Verify that agents appear in the correct cluster in the Buildkite interface.

Move pipelines to clusters

Move all the pipelines that were associated with your unclustered agents to their appropriate clusters (associated with the agents that will build these pipelines). Also, see best practices on minimizing downtime and testing strategies for some high-level guidelines on how to approach moving your pipelines over to clusters.

For each such pipeline:
1. Navigate to the pipeline's Settings.
2. On the General settings page, select the Change Cluster button, and then select the appropriate cluster from the resulting dialog.
3. Select Save to update the pipeline's cluster.
4. Update any queue references in the pipeline's steps if required.
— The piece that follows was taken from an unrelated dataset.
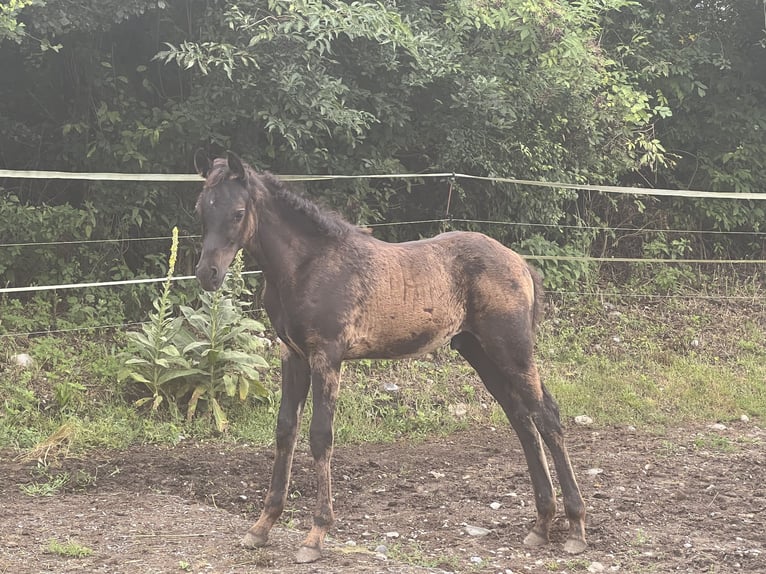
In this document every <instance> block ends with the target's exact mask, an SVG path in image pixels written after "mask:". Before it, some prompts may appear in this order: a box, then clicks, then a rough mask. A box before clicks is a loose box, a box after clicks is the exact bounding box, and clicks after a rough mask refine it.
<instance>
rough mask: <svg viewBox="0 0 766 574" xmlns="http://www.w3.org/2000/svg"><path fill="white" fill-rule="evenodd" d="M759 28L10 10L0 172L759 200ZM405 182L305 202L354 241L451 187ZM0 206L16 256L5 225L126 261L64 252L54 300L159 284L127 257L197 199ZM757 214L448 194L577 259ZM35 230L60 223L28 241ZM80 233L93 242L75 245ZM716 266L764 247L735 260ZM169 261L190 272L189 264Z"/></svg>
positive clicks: (151, 259) (48, 273) (592, 21)
mask: <svg viewBox="0 0 766 574" xmlns="http://www.w3.org/2000/svg"><path fill="white" fill-rule="evenodd" d="M764 27H766V24H765V23H764V0H715V1H713V0H709V1H708V0H703V1H701V2H700V1H695V2H681V3H678V2H670V0H664V1H661V2H654V3H648V4H647V3H640V2H635V1H632V0H599V1H594V2H591V1H587V2H586V1H582V2H558V1H554V0H536V1H532V0H504V1H502V2H486V1H468V0H446V1H440V2H432V1H425V0H404V1H397V2H393V1H390V0H381V1H378V2H369V1H361V0H360V1H353V2H341V1H338V0H298V1H286V0H240V1H238V2H233V1H231V0H205V1H203V0H189V1H187V2H174V1H169V0H168V1H165V0H128V1H125V0H98V1H96V0H85V1H83V2H76V3H72V2H69V1H66V0H10V1H9V2H6V3H4V4H3V6H2V7H1V9H0V72H2V75H3V78H4V81H3V82H2V84H0V161H1V162H2V164H3V166H4V167H9V168H18V169H54V170H56V169H61V170H66V171H77V170H81V171H152V172H164V171H167V172H177V171H190V170H191V165H190V159H189V158H190V157H191V155H192V152H193V150H194V149H196V148H197V147H200V146H204V147H207V148H208V149H209V150H210V151H211V152H212V153H218V152H221V151H223V150H225V149H235V150H237V151H239V152H241V153H242V155H244V156H245V157H246V158H247V159H248V160H250V161H251V162H252V163H253V164H254V165H255V166H256V167H258V168H260V169H270V170H272V171H275V172H278V173H313V174H325V173H344V174H350V173H398V172H407V173H411V172H414V173H418V172H425V171H438V172H447V173H449V172H466V173H473V174H476V175H482V176H505V177H514V178H521V179H525V178H528V179H547V180H559V181H567V182H586V183H587V182H590V183H595V182H605V183H610V184H615V183H620V182H625V183H630V184H639V185H657V186H663V187H681V188H684V187H693V188H699V189H733V190H738V191H758V190H760V186H761V182H762V181H764V175H766V174H764V170H766V167H764V160H763V158H764V157H766V154H765V153H764V152H766V142H764V135H763V134H764V131H765V130H766V112H765V110H764V107H765V106H766V104H765V103H764V102H766V97H764V96H766V94H764V90H766V87H765V85H766V81H765V79H766V78H765V76H766V58H764V53H765V51H764V50H765V49H764V44H765V43H766V42H765V41H764ZM407 181H408V183H402V182H401V181H399V180H390V181H386V180H374V181H369V180H348V181H345V182H342V183H338V182H335V183H332V184H327V183H320V184H312V185H311V186H310V187H308V189H307V191H308V193H310V194H312V195H314V196H316V197H320V198H321V199H322V200H323V201H324V202H325V203H328V204H330V205H331V206H333V207H334V208H336V209H338V210H340V211H341V212H343V213H344V214H345V215H347V216H348V217H350V218H351V219H352V220H355V221H357V222H359V223H370V222H376V221H384V220H388V221H402V220H412V219H420V218H426V219H428V218H433V217H434V216H441V215H443V214H444V212H445V210H446V202H447V196H448V193H449V190H450V185H451V184H450V182H449V181H441V182H439V181H432V180H423V181H418V180H407ZM0 185H2V186H3V187H4V188H5V189H6V190H7V192H6V193H4V194H3V195H2V196H0V211H1V212H4V213H8V214H15V215H13V221H12V222H11V221H9V223H8V224H6V227H4V228H3V229H2V237H0V239H1V240H3V241H4V242H13V238H14V236H16V235H18V234H19V233H21V232H20V231H14V226H15V228H16V229H18V228H20V227H21V226H23V227H24V231H23V233H24V234H26V235H25V237H28V239H27V240H28V241H40V240H46V241H54V242H55V241H57V240H65V239H69V238H72V239H79V238H80V237H81V236H83V235H84V236H85V237H86V238H88V239H102V238H103V239H105V238H108V239H124V240H126V243H118V244H116V245H112V248H110V249H108V250H106V251H104V250H103V248H101V249H102V251H99V253H98V255H97V256H94V255H93V252H92V251H88V249H91V250H92V249H93V247H92V246H91V247H87V248H83V249H82V250H81V251H78V250H76V249H75V248H74V247H69V248H67V250H68V251H67V254H66V256H65V257H63V258H61V257H57V258H53V260H50V261H48V262H46V267H47V269H46V272H47V274H48V276H50V277H65V276H67V274H68V275H73V274H77V275H81V276H82V278H83V279H103V276H101V275H99V274H100V273H102V272H103V270H104V269H109V270H110V275H111V276H112V277H115V278H117V277H125V276H130V275H133V274H136V273H141V272H145V271H146V270H150V272H152V273H156V272H157V270H156V269H155V268H154V266H156V265H157V264H158V261H157V260H158V258H157V257H156V255H153V254H154V253H155V252H156V245H153V244H151V243H150V242H141V243H138V242H127V240H129V239H134V238H137V237H151V236H154V235H163V234H164V233H163V230H166V229H168V228H171V227H173V226H174V225H178V226H179V227H180V228H181V231H182V234H187V233H194V232H196V230H197V224H196V222H195V221H194V218H193V203H194V200H195V195H196V194H195V193H194V191H195V190H194V188H193V186H192V187H190V186H171V185H156V184H150V185H146V184H141V185H137V184H125V183H104V182H95V183H91V184H86V183H83V182H77V183H60V182H59V183H57V182H49V183H46V184H40V182H38V181H24V180H7V181H5V182H0ZM761 203H762V202H761ZM761 203H758V204H755V203H753V204H747V203H744V202H738V203H732V202H721V203H715V202H705V203H699V204H694V203H690V202H688V201H686V200H684V201H683V202H673V201H665V202H658V203H651V204H648V205H644V204H641V203H638V202H635V201H634V200H632V199H629V200H625V201H622V200H620V201H614V200H611V199H608V198H605V197H601V196H598V195H596V196H588V195H584V194H579V195H575V194H574V193H573V192H567V191H561V190H555V189H540V188H525V187H523V186H513V185H508V184H489V183H486V184H485V183H482V184H479V183H465V182H462V185H457V183H455V184H454V185H452V198H451V205H450V211H451V213H452V214H454V215H456V216H462V217H470V218H476V219H485V218H492V219H502V220H509V221H514V222H518V223H527V222H534V223H542V224H546V225H548V226H551V227H548V228H546V229H547V231H546V232H545V233H539V232H536V233H535V234H533V233H532V232H531V231H530V230H529V229H528V228H525V227H508V228H505V230H504V231H497V230H494V231H495V232H496V233H495V234H496V235H498V236H499V237H500V238H501V239H503V240H505V241H507V242H509V243H515V244H517V245H529V246H535V249H536V250H539V249H543V250H545V249H554V250H555V249H558V250H563V251H566V252H569V251H571V250H572V249H582V250H585V251H587V249H589V246H591V245H596V244H598V246H599V248H601V247H603V245H602V243H599V242H598V241H596V242H595V243H594V241H595V239H594V237H592V235H589V234H588V233H586V232H582V233H580V234H579V235H577V236H572V235H571V234H569V235H565V234H563V233H561V232H560V231H559V230H558V229H557V227H556V226H558V225H562V224H577V223H579V222H582V221H588V222H589V223H604V222H605V223H607V224H609V223H612V224H617V223H625V222H632V223H635V224H637V221H638V220H637V219H635V220H634V216H636V217H637V216H639V215H641V216H643V215H644V214H643V213H642V212H648V213H649V214H650V215H651V217H652V218H653V219H654V220H656V221H657V222H658V224H659V225H665V224H668V225H675V226H684V227H694V228H712V229H721V230H730V229H732V230H745V229H760V226H761V225H762V224H761V223H760V222H761V221H763V219H764V218H763V215H764V213H763V206H762V205H761ZM647 210H648V211H647ZM41 214H55V216H54V220H55V221H60V222H62V223H61V224H55V225H54V224H48V223H46V222H45V221H48V220H47V219H46V220H45V221H43V222H41V223H39V224H36V223H34V221H36V218H38V216H41ZM17 218H19V219H18V224H16V220H17ZM78 221H80V222H82V221H85V222H87V227H86V228H83V227H82V225H80V227H77V229H75V227H76V226H77V225H78V223H77V222H78ZM25 222H28V223H25ZM83 229H85V230H83ZM435 230H436V229H433V228H432V229H427V228H425V227H421V228H416V229H415V228H408V229H407V230H404V229H400V230H398V231H396V232H394V231H389V232H388V233H389V238H408V237H412V236H413V235H414V234H415V233H416V232H417V233H430V232H433V231H435ZM672 239H673V238H670V240H672ZM626 245H628V244H627V243H625V242H623V243H621V246H626ZM630 246H631V249H634V250H641V245H637V246H636V245H634V244H630ZM692 247H693V248H697V246H692ZM706 247H707V246H706ZM716 248H720V249H725V250H728V251H730V252H731V253H738V254H744V253H753V252H754V250H756V249H758V248H760V249H762V248H763V247H762V245H761V246H760V247H759V245H758V244H757V241H753V240H752V238H750V239H748V240H747V241H742V242H738V243H733V242H729V243H726V244H723V243H719V244H718V246H717V247H716ZM24 249H26V248H18V247H17V248H14V249H11V250H10V251H8V250H4V251H0V268H2V269H5V270H7V271H6V272H7V273H8V275H7V279H6V281H8V282H10V283H15V284H20V285H24V284H29V283H32V282H35V281H37V282H40V281H41V280H40V277H39V276H37V275H35V273H33V272H32V268H33V267H34V266H28V265H26V264H25V262H27V261H29V260H30V259H31V258H33V257H34V253H35V249H36V248H32V251H31V252H30V251H24ZM563 251H562V252H563ZM179 257H180V259H179V264H180V266H181V267H182V268H186V269H189V268H190V266H191V260H192V259H193V254H191V252H190V251H189V249H188V248H187V250H186V251H184V250H183V249H182V252H181V254H180V256H179ZM96 262H97V263H96ZM570 271H571V274H574V275H578V274H579V271H577V270H570ZM565 275H566V274H565Z"/></svg>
Check both the pipeline's Settings > Steps, as well as the relevant pipeline.yml file uploaded from its Git repository.
5. Ensure these queue reference updates are saved.
Configure cross-cluster interactions if needed:
1. Navigate to your Buildkite organization's Settings > Rules to access its Rules page.
2. Create rules to allow specific cross-cluster interactions.
3. Test that these new rules function as expected.
Update any CI/CD automation that interacts with these pipelines.

Alternatively, consider using Terraform to assign pipelines to clusters in a single action at once.

Test and validate the migrated pipelines

Run test builds on migrated pipelines to verify their execution.
Verify that agents pick up jobs correctly and use queue metrics graphs to monitor job creation within your clusters.
Check that any pipeline triggers that you implemented work as expected.
Monitor for any errors or unexpected behavior.
Test failure scenarios to ensure proper recovery.

Decommission your unclustered resources

Once all tests pass, gradually increase traffic to the pipelines that were migrated to clusters.
Monitor for any issues during the transition. If you are on an Enterprise plan, monitor cluster insights.
After a suitable monitoring period (typically 1-2 weeks):
- Decommission your old unclustered agents.
- Archive any obsolete pipelines.
- Remove temporary configurations used during the agent migration process.
Document the final cluster configuration for future reference.

Best practices and recommendations

Minimizing downtime

Maintain parallel unclustered and clustered agents during migration.
Migrate one pipeline at a time to minimize risk.
Schedule migrations during low-traffic periods.
Have a rollback plan ready in the event that unexpected issues are encountered.

Testing strategies

Create a test cluster with a subset of pipelines and agents before full migration.
Test with non-critical pipelines first.
Use feature branches to validate pipeline behavior in clusters.
Simulate failure scenarios to verify recovery processes.

Communication planning

Notify all stakeholders well in advance of the migration.
Provide documentation on how the new cluster structure works.
Offer training or support sessions for teams unfamiliar with clusters.
Set up a communication channel for reporting issues during migration.

Troubleshooting common issues

Agent connection problems

Issue: Agents fail to connect to Buildkite after the migration.

Solutions:

Verify the agent token is correct and belongs to the intended cluster.
Check network connectivity between the agent and Buildkite.
Review agent logs for error messages.

Pipeline execution failures

Issue: Pipelines don't execute on clustered agents.

Solutions:

Verify the pipeline is assigned to the correct cluster.
Check that any queues referenced in the pipeline steps exist in the cluster.
Ensure agent tags match what's expected by the pipeline.
Verify that agents are connected and healthy.

Queue configuration issues

Issue: Jobs target the wrong agents or don't run.

Solutions:

Review queue names and configurations.
Verify agent tags are correctly set and aren't trying to align cross-queues.
Check pipeline step queue targeting in your YAML.
Consider using more descriptive queue names to avoid confusion.